Berlino, 5 lug 08:34 - (Agenzia Nova) - L'ascesa del populismo è “un pericolo serio” per l'Italia. In questo modo, il quotidiano tedesco “Frankfurter Allgemeine Zeitung” commenta una conversazione che ha avuto con lo scrittore e germanista Claudio Magris presso il Caffè San Marco, storico locale di Trieste, città dove Magris, “sorta di coscienza intellettuale dell'Italia”, è nato nel 1939. Tracciando la storia dell'avvento e dell'avanzata del populismo in Italia, Magris ritiene che “la disponibilità della sinistra liberale a giudicare in maniera dispregiativa interi gruppi ha reso il gioco facile per i populisti”. Alle origini del fenomeno, Magris pone Silvio Berlusconi, “il cui genio è stato invertire la gerarchia dei valori”, poiché il suo messaggio agli italiani era “Non dovete diventare come me, ma io come voi” in un “nuovo liberalismo in cui improvvisamente tutto sembrava permesso”. Tuttavia, osserva Magris, “il populismo di Berlusconi è sempre stato ridicolo in maniera grottesca e non ha niente a che fare con quello seriamente violento di Matteo Salvini”, vicepresidente del Consiglio, ministro dell'Interno e leader della Lega.

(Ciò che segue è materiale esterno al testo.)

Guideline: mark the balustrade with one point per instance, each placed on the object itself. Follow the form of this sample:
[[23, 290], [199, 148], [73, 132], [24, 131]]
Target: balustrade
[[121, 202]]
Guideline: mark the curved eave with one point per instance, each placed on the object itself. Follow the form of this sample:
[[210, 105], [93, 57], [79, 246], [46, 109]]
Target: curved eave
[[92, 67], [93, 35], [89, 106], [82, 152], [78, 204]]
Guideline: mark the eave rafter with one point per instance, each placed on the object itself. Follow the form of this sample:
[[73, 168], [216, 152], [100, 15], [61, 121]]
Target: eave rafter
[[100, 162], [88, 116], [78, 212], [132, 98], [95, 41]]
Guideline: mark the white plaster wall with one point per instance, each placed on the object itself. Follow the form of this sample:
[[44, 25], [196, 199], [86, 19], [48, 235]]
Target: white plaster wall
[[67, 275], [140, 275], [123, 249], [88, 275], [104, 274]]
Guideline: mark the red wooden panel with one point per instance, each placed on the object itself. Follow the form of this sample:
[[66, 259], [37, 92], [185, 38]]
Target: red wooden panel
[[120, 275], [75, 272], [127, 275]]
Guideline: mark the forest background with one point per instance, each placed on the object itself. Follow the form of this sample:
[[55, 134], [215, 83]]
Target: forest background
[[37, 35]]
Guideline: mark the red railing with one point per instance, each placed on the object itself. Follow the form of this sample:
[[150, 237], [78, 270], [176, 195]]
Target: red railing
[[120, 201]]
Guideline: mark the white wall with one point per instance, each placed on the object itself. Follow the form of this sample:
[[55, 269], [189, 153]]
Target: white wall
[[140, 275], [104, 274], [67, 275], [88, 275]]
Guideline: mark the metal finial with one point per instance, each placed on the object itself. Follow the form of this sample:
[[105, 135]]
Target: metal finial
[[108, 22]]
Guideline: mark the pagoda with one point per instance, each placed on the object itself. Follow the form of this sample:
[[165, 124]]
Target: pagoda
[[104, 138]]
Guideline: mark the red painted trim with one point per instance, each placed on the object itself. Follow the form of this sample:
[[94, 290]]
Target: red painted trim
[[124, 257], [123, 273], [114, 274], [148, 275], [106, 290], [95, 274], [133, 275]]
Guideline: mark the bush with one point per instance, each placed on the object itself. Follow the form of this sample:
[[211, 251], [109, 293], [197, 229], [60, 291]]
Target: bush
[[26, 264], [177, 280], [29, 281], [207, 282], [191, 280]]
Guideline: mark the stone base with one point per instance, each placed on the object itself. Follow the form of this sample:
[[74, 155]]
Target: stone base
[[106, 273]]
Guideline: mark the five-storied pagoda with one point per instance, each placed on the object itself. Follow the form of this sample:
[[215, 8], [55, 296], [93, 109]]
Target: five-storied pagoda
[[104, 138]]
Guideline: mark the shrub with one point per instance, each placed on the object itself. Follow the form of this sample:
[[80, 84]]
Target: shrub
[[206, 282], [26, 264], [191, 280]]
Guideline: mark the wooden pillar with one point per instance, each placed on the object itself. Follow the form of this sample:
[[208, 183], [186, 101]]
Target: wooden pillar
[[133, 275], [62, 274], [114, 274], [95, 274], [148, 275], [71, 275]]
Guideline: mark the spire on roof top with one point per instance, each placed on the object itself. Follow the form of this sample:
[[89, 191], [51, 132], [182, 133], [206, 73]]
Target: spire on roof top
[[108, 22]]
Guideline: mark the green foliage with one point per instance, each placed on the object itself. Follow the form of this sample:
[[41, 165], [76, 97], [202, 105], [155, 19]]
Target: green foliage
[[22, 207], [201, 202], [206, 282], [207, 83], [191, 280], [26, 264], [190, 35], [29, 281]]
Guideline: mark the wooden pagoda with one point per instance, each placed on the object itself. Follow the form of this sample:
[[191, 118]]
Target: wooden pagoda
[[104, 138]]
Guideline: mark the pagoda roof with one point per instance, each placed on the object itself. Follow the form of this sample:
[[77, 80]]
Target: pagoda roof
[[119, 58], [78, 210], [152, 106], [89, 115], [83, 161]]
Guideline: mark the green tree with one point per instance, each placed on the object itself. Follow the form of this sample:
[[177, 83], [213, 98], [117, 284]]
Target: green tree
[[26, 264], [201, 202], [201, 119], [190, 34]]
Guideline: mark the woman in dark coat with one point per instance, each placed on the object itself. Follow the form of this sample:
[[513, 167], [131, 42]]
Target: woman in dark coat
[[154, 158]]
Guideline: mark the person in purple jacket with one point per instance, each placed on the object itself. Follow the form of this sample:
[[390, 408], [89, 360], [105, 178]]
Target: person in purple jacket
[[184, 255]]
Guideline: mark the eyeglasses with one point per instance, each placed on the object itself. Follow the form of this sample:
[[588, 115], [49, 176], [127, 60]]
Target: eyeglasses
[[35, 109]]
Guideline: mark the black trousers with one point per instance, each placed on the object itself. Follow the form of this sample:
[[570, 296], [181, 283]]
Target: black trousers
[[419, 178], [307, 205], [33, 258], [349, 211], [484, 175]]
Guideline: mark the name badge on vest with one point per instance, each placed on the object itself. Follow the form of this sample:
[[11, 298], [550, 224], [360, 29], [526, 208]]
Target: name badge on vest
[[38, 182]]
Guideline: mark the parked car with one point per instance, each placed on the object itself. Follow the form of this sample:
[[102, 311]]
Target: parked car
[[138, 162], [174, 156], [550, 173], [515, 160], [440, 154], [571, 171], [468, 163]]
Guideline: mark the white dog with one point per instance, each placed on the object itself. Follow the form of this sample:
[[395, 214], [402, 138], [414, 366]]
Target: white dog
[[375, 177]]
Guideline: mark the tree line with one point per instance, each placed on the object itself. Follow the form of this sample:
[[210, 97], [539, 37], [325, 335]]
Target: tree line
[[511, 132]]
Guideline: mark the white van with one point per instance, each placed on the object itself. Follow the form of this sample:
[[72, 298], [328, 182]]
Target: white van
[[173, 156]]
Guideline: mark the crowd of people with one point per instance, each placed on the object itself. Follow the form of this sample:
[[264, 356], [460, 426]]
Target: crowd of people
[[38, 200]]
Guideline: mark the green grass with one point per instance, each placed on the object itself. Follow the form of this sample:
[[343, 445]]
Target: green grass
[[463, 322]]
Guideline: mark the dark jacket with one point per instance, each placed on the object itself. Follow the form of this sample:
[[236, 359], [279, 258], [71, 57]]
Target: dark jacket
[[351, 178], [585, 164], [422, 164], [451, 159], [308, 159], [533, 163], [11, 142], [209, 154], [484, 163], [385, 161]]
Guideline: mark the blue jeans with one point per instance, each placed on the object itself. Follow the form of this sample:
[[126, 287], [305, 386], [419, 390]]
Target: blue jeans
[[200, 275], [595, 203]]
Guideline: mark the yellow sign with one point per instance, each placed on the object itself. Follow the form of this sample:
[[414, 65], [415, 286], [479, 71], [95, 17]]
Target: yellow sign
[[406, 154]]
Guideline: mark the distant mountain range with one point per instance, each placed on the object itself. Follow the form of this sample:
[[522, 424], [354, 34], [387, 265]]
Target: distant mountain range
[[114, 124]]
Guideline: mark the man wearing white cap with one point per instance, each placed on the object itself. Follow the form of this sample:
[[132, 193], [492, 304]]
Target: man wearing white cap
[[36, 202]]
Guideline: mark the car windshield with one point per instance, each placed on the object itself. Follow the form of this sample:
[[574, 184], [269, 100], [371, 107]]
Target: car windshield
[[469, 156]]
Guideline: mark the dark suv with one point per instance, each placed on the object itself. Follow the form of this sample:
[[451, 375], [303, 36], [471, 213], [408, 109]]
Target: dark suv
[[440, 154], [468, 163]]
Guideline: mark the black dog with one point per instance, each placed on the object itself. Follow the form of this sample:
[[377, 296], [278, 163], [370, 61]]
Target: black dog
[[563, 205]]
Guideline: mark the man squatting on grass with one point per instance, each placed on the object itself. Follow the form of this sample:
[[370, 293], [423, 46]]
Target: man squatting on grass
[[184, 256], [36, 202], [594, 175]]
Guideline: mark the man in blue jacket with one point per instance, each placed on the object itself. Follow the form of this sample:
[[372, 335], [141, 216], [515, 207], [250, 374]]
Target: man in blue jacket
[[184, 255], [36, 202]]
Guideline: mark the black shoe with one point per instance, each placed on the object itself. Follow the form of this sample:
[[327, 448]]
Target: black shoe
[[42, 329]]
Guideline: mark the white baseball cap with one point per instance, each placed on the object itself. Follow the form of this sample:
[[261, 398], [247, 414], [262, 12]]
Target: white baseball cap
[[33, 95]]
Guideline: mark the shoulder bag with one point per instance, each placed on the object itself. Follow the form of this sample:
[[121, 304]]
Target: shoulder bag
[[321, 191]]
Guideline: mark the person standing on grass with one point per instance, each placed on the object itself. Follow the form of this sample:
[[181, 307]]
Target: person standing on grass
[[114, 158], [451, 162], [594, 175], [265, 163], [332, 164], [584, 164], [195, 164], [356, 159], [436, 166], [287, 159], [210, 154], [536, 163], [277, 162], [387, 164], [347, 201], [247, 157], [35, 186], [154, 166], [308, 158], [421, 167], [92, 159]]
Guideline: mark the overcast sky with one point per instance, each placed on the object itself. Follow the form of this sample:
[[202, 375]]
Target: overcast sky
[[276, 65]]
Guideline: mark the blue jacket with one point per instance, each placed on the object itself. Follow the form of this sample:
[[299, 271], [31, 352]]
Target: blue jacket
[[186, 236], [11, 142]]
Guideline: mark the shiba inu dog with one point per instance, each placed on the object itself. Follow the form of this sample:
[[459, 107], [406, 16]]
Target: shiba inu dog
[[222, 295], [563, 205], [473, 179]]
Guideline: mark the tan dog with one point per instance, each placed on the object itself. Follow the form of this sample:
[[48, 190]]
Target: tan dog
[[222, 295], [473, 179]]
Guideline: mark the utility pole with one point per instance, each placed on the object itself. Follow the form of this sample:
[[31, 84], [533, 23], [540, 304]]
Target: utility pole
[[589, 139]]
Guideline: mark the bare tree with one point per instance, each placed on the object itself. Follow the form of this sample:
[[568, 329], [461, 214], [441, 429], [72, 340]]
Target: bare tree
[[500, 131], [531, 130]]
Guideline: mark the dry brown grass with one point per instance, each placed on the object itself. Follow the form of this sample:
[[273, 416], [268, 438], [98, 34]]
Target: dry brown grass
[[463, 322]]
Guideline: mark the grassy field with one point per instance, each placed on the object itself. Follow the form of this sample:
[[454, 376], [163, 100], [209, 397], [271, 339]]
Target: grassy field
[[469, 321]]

Leggi l'articolo da Frankfurter Allgemeine Zeitung


Italia: Massimo Del Bene, il chirurgo che cura i migranti torturati in Libia

Paris, 5 lug 08:34 - (Agenzia Nova) - Il quotidiano francese "Le Parisien" riferisce oggi dell'attività del medico italiano Massimo Del Bene, chirurgo plastico all'ospedale San Gerardo di Monza, che cura i migranti torturati in Libia. Con lo scoppiare della crisi migratoria, scrive "Le Parisien", Del Bene ha iniziato a lavorare in quella che egli stesso definisce "la chirurgia della tortura", intervenendo sui corpi dei migranti, martoriati da traumi ripetuti subiti nei centri di detenzione in Libia. Del Bene racconta di lesioni da armi da taglio, fratture alle mani per colpi di martello e ustioni. Fra le principali difficoltà incontrate dal chirurgo vi è quella di intervenire a volte numerosi anni dopo le torture, un contesto che complica la ricostruzione degli arti feriti. Secondo "Le Parisien", 2017, anno in cui Italia e Libia hanno raggiunto con l'approvazione dell'Ue un accordo affinché la Guardia costiere libica intervenga per impedire ai migranti di attraversare il Mediterraneo, il numero di sbarchi in Europa si è notevolmente ridotto. Tuttavia, le condizioni dei migranti trattenuti in Libia sono notevolmente peggiorate.